After a final swim during which she finally allows herself to howl her grief, she includes an afterword: "I have written this because I needed to do it," she says. "Part of the treatment for 'complicated grief' is to relive the trauma of the death, returning to the moments again and again, striving each time to recall more detail. That's what I've tried to do." It is also an opportunity to celebrate Tony, to keep him alive in her thoughts, and in the thoughts of people around her—including us readers. Now back home, she continues to make time for beauty, as she did on Flinders Island, and to do her work, to make "the life I have as vivid and consequential as I can." She allows space for melancholy, "what Victor Huge described as the happiness of being sad." She also offers a bit of practical advice: "Jot down all the tasks you don't bother to mention that keep the household afloat, the set of torches that only you have learned to juggle. All the little things your partner didn't expect to need to know, until the day they never expected to happen."

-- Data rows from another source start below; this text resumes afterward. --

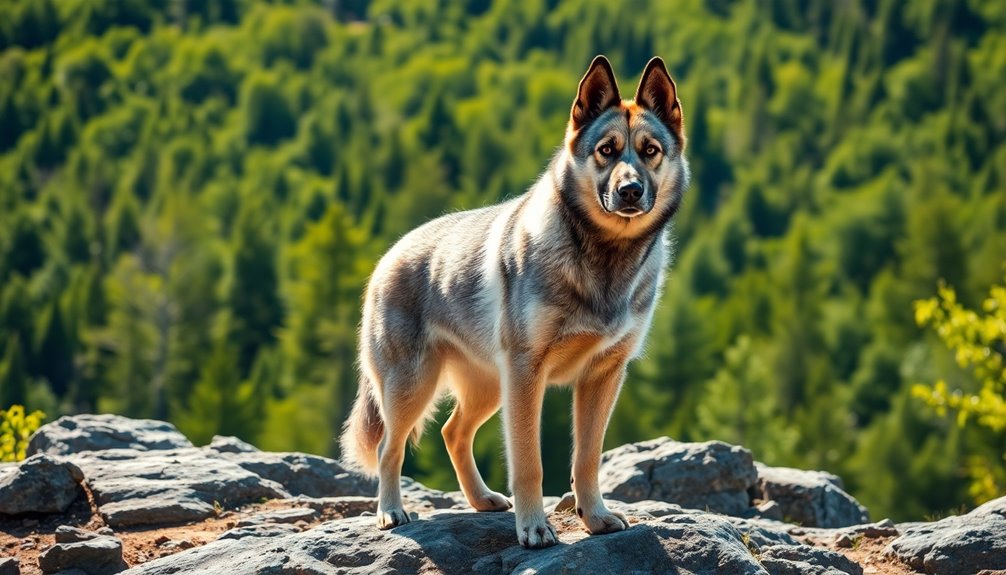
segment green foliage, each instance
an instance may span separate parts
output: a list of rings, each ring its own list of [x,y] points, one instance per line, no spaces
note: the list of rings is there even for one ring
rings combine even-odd
[[[957,299],[952,287],[941,285],[939,295],[915,302],[915,320],[930,326],[940,340],[953,351],[957,365],[971,371],[977,389],[952,387],[945,379],[933,385],[916,384],[912,394],[922,398],[940,416],[956,412],[961,427],[973,424],[990,429],[1002,437],[1006,430],[1006,283],[995,285],[982,302],[982,313],[967,309]],[[1006,458],[1000,453],[999,459]],[[970,493],[976,502],[994,499],[1002,493],[1001,463],[981,456],[968,459],[972,478]]]
[[[0,461],[21,461],[28,449],[28,439],[42,425],[45,414],[25,414],[23,405],[0,409]]]
[[[606,445],[742,442],[897,520],[972,502],[968,474],[1006,485],[1001,429],[971,425],[1000,425],[988,376],[912,317],[940,280],[967,309],[1002,279],[1006,12],[629,8],[0,0],[0,405],[337,455],[380,254],[522,193],[595,54],[623,96],[660,55],[692,186]],[[927,398],[968,426],[913,409],[941,378]],[[547,402],[558,494],[569,391]],[[498,426],[475,457],[505,489]],[[456,487],[435,432],[406,466]]]

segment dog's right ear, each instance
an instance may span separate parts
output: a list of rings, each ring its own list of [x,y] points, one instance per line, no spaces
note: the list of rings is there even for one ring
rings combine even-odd
[[[573,101],[570,122],[574,130],[593,122],[605,110],[622,102],[615,83],[615,73],[604,56],[597,56],[580,80],[580,88]]]

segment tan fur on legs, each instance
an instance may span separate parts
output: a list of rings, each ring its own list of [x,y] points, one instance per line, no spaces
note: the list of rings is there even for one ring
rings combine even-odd
[[[487,374],[468,368],[452,378],[455,380],[452,389],[456,405],[444,424],[443,436],[468,504],[477,511],[506,511],[513,506],[506,496],[486,486],[472,454],[475,432],[500,406],[499,386],[495,383],[487,385],[484,381],[486,377]]]
[[[383,382],[385,430],[378,455],[377,499],[377,525],[381,529],[409,522],[402,508],[402,463],[405,444],[436,395],[438,370],[431,363],[427,360],[414,373],[398,372]]]
[[[531,549],[559,542],[555,528],[545,518],[541,499],[541,411],[546,381],[540,367],[540,362],[532,360],[530,354],[511,358],[503,382],[506,390],[503,428],[517,515],[517,539]]]
[[[628,360],[623,349],[594,361],[573,388],[573,493],[576,514],[592,535],[629,528],[625,515],[610,511],[601,499],[597,471],[601,463],[604,430],[625,379]]]

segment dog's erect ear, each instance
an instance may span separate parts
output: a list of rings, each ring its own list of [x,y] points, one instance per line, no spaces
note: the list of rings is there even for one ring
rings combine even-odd
[[[597,119],[605,110],[622,103],[615,84],[615,73],[604,56],[597,56],[580,80],[580,88],[573,102],[570,121],[573,129],[579,130]]]
[[[660,58],[653,58],[643,70],[636,89],[636,103],[653,112],[676,136],[682,137],[681,102],[678,89]]]

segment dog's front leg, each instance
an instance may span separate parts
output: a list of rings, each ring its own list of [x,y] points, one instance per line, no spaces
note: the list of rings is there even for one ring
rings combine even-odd
[[[625,515],[610,511],[601,499],[597,471],[604,431],[618,390],[625,379],[626,357],[608,355],[596,360],[573,389],[573,477],[576,514],[592,535],[629,528]]]
[[[538,549],[558,543],[542,507],[541,409],[545,381],[529,355],[509,358],[501,378],[510,490],[517,515],[517,539]]]

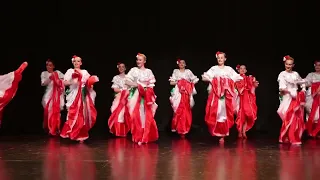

And finally in whatever way works for you, tell your story.
Write it down, speak it to a therapist, share it with your friends. Take control of this essential moment in the narrative of your life. . . .
The story of a death is the story that dominates my life. Here I have retold it, rethought it. But I can't change it. Tony is dead. Present tense. He will be dead, in the present, in my present, for as long as I am alive. I cannot change that story. I can only change myself.
P.S. This is the fourth book this month. Granted, two of them were short. But hey, it feels good to be reading again—to be able to focus.